En la trama, Alejandra – Interpretada por Brenda Urbina -, doctora de planta de un hospital que usualmente atiende heridos de un conflicto armado que no es nombrado (se asume que es la guerra contra el narco) arriba a un jardín a solicitar el trabajo de sembrar y cuidar cempaxúchitl fuera de temporada junto a Doña Flora – a cargo de Claudia Fragoso. La anécdota que Larissa Torres busca construir es la del proceso de comprensión de Alejandra sobre para quién están sembrando flores rituales fuera de temporada. Los muertos de una guerra inútil comenzada hace ya casi 10 años. Apostando por un texto más contemplativo que dramático, Torres coloca el conflicto fuera del escenario, donde los muertos y su sufrimiento queda del lado del público y no de la puesta en escena.

Ante un texto de estas características, Valentín Orozco apuesta por un ritmo aletargado, donde la atención en escena se basa en la disparidad energética de las dos personajes: Mientras que Doña Flora es un personaje parsimonioso y mistificado que reconoce su trabajo como la reparación simbólica de las víctimas, Alejandra aparecerá como un personaje un tanto estridente por su cotidianidad, su encuentro genera la suficiente incertidumbre para interesarnos en su relación.

La decisión más arriesgada de la puesta en escena resulta la iluminación ensombrecida; usando el hecho de que las acciones escenificadas acontecen por la madrugada, Orozco crea en el escenario un lugar casi invisibilizado, donde sólo algunas siluetas se adivinan. Un no-lugar donde casi pueda suceder ese resarcimiento simbólico. Este no-lugar también provoca que las convenciones del montaje sobre el afuera (en donde sucede el conflicto) sean ambiguas, a veces el extremo del escenario señala un cambio de tiempo y es suficiente para apuntar el afuera,  y en otros momentos, la actriz se pasea entre el público como parte de la misma casa, y el afuera se aleja.

La gran virtud del montaje es la relación entre las actrices, que haciendo un trabajo detallado en el diseño de sus personajes, logran crear una atractiva dinámica entre ambas que no pierde ritmo. Claudia Fragoso sabe contener su energía para obligar al ritmo creado con Urbina a emular a esos tiempos muertos donde uno dialoga sobre todo y nada.
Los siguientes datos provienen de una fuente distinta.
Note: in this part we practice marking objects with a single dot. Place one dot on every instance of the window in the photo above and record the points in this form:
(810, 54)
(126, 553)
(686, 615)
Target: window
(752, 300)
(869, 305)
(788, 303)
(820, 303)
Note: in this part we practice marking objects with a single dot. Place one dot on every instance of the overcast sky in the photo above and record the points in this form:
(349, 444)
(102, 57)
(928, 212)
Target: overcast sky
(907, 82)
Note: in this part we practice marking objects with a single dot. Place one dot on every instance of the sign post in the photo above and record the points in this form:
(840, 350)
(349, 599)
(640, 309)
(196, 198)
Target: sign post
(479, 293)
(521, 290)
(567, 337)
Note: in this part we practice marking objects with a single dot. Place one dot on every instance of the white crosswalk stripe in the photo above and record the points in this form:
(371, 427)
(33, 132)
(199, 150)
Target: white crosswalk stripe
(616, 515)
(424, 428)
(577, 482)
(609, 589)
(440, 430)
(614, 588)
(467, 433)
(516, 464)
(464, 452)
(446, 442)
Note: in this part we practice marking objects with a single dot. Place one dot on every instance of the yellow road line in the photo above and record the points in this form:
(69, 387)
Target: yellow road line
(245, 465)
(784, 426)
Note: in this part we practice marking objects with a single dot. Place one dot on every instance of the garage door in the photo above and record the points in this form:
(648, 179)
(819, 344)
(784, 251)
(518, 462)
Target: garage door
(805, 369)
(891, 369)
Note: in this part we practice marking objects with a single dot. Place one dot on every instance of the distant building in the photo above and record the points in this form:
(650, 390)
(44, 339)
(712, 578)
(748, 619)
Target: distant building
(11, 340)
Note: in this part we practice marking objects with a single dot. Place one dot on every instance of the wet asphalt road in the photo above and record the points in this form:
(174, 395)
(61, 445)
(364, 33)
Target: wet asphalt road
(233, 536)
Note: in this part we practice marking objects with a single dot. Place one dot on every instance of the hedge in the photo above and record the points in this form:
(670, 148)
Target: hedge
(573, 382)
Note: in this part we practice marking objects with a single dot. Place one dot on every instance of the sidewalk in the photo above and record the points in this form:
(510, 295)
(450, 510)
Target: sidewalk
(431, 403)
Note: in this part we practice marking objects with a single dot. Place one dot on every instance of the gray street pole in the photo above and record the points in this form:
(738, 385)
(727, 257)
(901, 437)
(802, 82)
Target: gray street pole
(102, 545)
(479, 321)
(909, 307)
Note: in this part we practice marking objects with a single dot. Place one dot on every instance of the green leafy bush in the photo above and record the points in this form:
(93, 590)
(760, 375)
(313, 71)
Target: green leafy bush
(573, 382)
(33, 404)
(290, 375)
La obra se experimenta como un ritual para reparar la herida que la violencia que seguimos viviendo genera en el cotidiano. Desapareciendo algún tipo de relación familiar entre las dos mujeres de la obra, sus conversaciones se vuelen una deriva por el mar de dolor por el que ambas se saben partícipes. Sin embargo, esto llega a resultar incómodo y cansino como espectador dada la dificultad de seguir en penumbras un texto contemplativo.

De la mancuerna que realizan Larissa Torres y Valentín Orozco (apoyados desde la producción por Ateri Miyawatl), me atrevo a señalar un instante en el que se aprecia su diálogo poético: En el texto, Alejandra tiene que llevar ropa que le haya sido ofrecida por sus dueños para proteger las plantas de cempaxúchitl, por lo que elige usar la ropa que ha sido abandonada en el hospital por los caídos en el conflicto. En el montaje, la ropa se encuentra en los respaldos de la butaquería y Alejandra se la solicita al público, es el público quien ofrece la ropa voluntariamente, ropa que no es suya pero que la entrega para participar del rito escénico. Con este juego Orozco potencia el texto de Torres para cuestionarnos si acaso es del lado del público donde habita la voluntad que hace falta.

Además de la temporada que casi termina en el foro La Ceiba, este montaje se presentará en agosto en la ciudad de Buenos Aires, Argentina para culminar el proceso de maestría en dramaturgia que Larissa Torres realizó en el país del sur. Este fin de semana es la penúltima oportunidad para ver este montaje en su primera temporada.

Nota: No adjunto fotografías del montaje dado que la penumbra del escenario jugó en mi contra al momento de realizar las fotografías.